Ultimately, it doesn’t matter that Shohei Ohtani offered the Angels a chance to match the Dodgers’ offer or whether he would have re-signed with them if they had.
He ended up where he was supposed to be.
The point was driven home Tuesday when Ohtani made his return to Angel Stadium. Exactly one year after he played his final game for the Angels, Ohtani stepped into the batter’s box at his former stadium for the first time as a visiting player.
He didn’t receive a deafening ovation. He wasn’t targeted with furious boos.
Instead, he was welcomed by a half-empty stadium.
The Angels always underwhelm, and this was the latest example. Some “M-V-P!” chants started down the right-field line as Ohtani prepared to take the first pitch from Angels starter Reid Detmers, but they came from fans in Dodgers jerseys who invaded this baseball wasteland.
“To be able to play in front of the fans of Anaheim was the most important thing,” Ohtani said in Japanese. “I have only gratitude.”
Read more: Could Angels have kept Shohei Ohtani? Their non-offer lingers ahead of his Anaheim return
Ohtani’s heart was in the right place, but in reality, the Dodgers played in front of just as many of their own fans as they did the last-place Angels’. The stadium gradually filled up over the first couple of innings, but even then, about half of the crowd was in blue.
Ohtani wanted to come back to this?
Before Ohtani signed his 10-year, $700-million contract with the Dodgers, his camp circled back to Angels owner Arte Moreno to give him a chance to match their offer. Moreno declined.
Speaking to reporters the day before the start of this two-game series in Anaheim, Ohtani wouldn’t say he would have returned with the Angels had they agreed to the terms of the heavily-deferred deal he signed with the Dodgers.
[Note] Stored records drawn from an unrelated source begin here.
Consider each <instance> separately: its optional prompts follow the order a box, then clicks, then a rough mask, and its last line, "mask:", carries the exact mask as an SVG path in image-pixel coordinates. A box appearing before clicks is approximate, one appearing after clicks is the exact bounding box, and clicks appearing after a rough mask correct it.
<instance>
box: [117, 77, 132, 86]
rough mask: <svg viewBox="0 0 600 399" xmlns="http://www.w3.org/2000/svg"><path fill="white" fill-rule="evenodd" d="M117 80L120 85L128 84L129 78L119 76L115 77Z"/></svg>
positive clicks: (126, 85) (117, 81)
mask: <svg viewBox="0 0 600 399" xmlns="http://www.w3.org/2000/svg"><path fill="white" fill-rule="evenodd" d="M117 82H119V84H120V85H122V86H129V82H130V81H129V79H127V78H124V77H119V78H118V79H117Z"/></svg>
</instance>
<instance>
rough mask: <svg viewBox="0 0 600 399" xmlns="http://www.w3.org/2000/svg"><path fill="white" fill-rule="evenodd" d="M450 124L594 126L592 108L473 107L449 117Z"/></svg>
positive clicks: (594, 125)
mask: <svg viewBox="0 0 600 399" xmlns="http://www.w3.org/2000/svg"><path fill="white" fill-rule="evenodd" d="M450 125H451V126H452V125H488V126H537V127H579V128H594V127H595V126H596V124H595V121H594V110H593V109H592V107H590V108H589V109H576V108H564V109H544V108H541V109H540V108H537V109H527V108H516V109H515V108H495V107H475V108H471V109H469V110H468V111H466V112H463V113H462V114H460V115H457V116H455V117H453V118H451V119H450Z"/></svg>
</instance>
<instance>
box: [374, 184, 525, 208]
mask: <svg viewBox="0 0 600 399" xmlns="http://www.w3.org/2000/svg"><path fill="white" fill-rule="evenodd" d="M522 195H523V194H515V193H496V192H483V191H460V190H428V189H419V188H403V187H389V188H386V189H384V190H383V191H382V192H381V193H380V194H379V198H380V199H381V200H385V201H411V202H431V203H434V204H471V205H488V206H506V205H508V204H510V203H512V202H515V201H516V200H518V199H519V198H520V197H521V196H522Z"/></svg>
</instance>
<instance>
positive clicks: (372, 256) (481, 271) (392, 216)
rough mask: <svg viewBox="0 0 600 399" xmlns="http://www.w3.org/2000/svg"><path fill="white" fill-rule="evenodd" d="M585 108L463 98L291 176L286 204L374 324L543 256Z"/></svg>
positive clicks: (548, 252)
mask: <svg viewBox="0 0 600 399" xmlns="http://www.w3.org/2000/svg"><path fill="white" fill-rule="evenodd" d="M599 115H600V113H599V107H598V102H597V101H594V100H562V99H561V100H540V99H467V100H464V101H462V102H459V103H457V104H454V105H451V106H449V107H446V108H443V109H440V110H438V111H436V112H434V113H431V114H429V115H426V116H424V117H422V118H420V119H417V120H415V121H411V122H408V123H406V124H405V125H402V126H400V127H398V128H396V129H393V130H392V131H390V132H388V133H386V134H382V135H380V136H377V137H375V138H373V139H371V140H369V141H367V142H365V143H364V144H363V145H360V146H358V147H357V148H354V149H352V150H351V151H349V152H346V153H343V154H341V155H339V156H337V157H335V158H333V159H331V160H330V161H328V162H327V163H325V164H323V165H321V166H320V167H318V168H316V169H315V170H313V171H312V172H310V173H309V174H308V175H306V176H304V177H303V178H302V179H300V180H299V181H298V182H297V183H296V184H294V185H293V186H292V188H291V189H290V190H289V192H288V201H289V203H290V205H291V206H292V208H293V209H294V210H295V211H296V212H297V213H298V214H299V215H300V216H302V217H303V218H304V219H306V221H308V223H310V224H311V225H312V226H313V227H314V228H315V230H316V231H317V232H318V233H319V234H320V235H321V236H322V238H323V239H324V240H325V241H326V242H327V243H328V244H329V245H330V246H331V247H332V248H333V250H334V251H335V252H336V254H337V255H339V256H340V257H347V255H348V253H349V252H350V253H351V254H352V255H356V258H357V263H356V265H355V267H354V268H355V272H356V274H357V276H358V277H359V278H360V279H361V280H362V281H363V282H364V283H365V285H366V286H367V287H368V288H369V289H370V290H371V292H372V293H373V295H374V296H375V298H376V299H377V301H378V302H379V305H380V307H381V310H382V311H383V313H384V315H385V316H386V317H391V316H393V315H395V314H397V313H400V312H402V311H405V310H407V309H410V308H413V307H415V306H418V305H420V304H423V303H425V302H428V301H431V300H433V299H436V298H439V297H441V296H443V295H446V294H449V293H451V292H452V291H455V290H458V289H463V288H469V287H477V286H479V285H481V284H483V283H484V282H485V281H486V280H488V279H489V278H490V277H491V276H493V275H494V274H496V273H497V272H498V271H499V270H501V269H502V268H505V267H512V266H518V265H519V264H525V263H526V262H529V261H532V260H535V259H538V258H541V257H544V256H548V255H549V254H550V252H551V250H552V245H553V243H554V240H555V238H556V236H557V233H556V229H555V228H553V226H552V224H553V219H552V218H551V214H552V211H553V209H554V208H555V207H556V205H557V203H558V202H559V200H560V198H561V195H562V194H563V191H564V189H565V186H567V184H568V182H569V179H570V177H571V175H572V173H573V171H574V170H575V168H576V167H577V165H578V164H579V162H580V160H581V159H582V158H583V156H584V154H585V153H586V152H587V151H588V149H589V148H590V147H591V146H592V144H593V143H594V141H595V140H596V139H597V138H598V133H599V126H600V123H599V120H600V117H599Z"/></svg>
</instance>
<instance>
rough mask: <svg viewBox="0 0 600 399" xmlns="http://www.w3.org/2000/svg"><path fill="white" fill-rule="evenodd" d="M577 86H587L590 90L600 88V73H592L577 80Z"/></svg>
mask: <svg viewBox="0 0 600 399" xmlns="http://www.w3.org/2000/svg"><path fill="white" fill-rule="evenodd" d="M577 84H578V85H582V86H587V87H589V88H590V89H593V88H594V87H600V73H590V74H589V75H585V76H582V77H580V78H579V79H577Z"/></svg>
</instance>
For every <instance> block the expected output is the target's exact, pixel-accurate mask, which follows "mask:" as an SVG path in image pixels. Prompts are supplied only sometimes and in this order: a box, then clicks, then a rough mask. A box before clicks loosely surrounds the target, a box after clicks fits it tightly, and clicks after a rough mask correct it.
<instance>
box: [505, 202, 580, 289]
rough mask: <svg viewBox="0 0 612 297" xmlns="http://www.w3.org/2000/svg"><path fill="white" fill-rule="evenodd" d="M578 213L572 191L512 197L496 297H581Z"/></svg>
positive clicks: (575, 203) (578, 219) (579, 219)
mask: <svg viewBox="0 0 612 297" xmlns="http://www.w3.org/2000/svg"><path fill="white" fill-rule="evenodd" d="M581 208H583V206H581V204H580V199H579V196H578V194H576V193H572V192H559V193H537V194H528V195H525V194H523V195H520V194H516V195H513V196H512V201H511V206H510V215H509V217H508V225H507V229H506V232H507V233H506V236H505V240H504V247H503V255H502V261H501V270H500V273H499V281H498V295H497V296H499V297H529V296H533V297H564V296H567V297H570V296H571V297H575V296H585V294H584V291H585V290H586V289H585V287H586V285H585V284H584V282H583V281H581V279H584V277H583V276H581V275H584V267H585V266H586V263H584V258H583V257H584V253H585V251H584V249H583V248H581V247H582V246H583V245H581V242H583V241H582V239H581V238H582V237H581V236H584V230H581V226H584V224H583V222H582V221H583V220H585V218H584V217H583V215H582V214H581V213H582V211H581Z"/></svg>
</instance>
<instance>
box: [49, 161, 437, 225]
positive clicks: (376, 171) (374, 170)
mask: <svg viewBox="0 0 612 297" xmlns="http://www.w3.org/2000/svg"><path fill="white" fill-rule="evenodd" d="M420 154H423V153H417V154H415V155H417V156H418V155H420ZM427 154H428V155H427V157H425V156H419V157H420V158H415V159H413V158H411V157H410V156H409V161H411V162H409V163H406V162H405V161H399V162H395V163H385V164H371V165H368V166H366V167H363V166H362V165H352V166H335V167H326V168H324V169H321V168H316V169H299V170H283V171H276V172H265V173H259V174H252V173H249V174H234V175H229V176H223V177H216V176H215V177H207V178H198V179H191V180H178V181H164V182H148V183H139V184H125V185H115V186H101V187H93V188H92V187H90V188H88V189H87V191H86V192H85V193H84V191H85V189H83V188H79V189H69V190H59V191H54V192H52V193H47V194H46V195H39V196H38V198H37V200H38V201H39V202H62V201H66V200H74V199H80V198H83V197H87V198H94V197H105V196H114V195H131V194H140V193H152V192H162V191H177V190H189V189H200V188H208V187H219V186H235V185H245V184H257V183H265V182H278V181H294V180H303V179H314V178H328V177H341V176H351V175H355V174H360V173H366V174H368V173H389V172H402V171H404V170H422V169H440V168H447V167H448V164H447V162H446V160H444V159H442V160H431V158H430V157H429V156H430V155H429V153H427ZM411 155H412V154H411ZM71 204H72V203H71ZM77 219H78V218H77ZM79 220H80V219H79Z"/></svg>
He didn’t say he wouldn’t have either.
Ohtani is extremely guarded, and this was again the case here, but there were subtle indications that he was bothered by the Angels’ lack of interest in retaining him.
He said he was looking forward to playing in Angel Stadium and playing in front of Angels fans but said nothing about the organization. He said that rather than think about what the Angels did or didn’t do, he was “grateful for the teams that evaluated me highly.” Did that mean he thought the Angels didn’t hold him in the same regard?
For argument’s sake, say that Ohtani wanted to re-sign the Angels. What does that mean? Nothing. The player doesn’t always know best.
Read more: Mookie Betts belts homer to lift Dodgers in Shohei Ohtani’s return to Anaheim
Rewind three years. When Ohtani was informed by Angels manager Joe Maddon and general manager Perry Minasian that he would hit every game, Ohtani initially thought they were trying to push him to give up pitching. Ohtani didn’t know it at the time, but they were doing him a favor. The directive transformed his career, as he went on to win two most valuable player awards over the next three seasons. He learned he was capable of doing more than even he thought was possible.
Moreno might have done Ohtani a similar favor over the winter.
Something important to remember about why Ohtani suggested to the Dodgers and other teams they pay him only $2 million annually and defer the remainder of his $70-million salary: He wanted them to use the money they saved to sign other talented players.
Moreno wasn’t about to do that, not with Mike Trout on the books for another seven years and Anthony Rendon for another three.
The Dodgers spent. They traded for Tyler Glasnow and signed him to an extension. They signed Yoshinobu Yamamoto. They signed Teoscar Hernández. They didn’t necessarily invest their savings wisely, but they did what Ohtani wanted them to do. They made an effort to improve their roster.
Their 10-inning, 6-2 victory was the first meaningful September game Ohtani ever played at Angel Stadium. The Dodgers have the best record in the National League and a 5½-game lead in their division over the second-place San Diego Padres. Ohtani is about to reach the postseason for the first time in the major leagues.
“Up to this point,” Ohtani said, “I’ve never been in such a good position in September.”
Baseball is entertainment, and Ohtani is entertaining more people, thanks to the greater reach of the Dodgers. Their reach is expansive enough to the point that they transformed his homecoming game into a home game.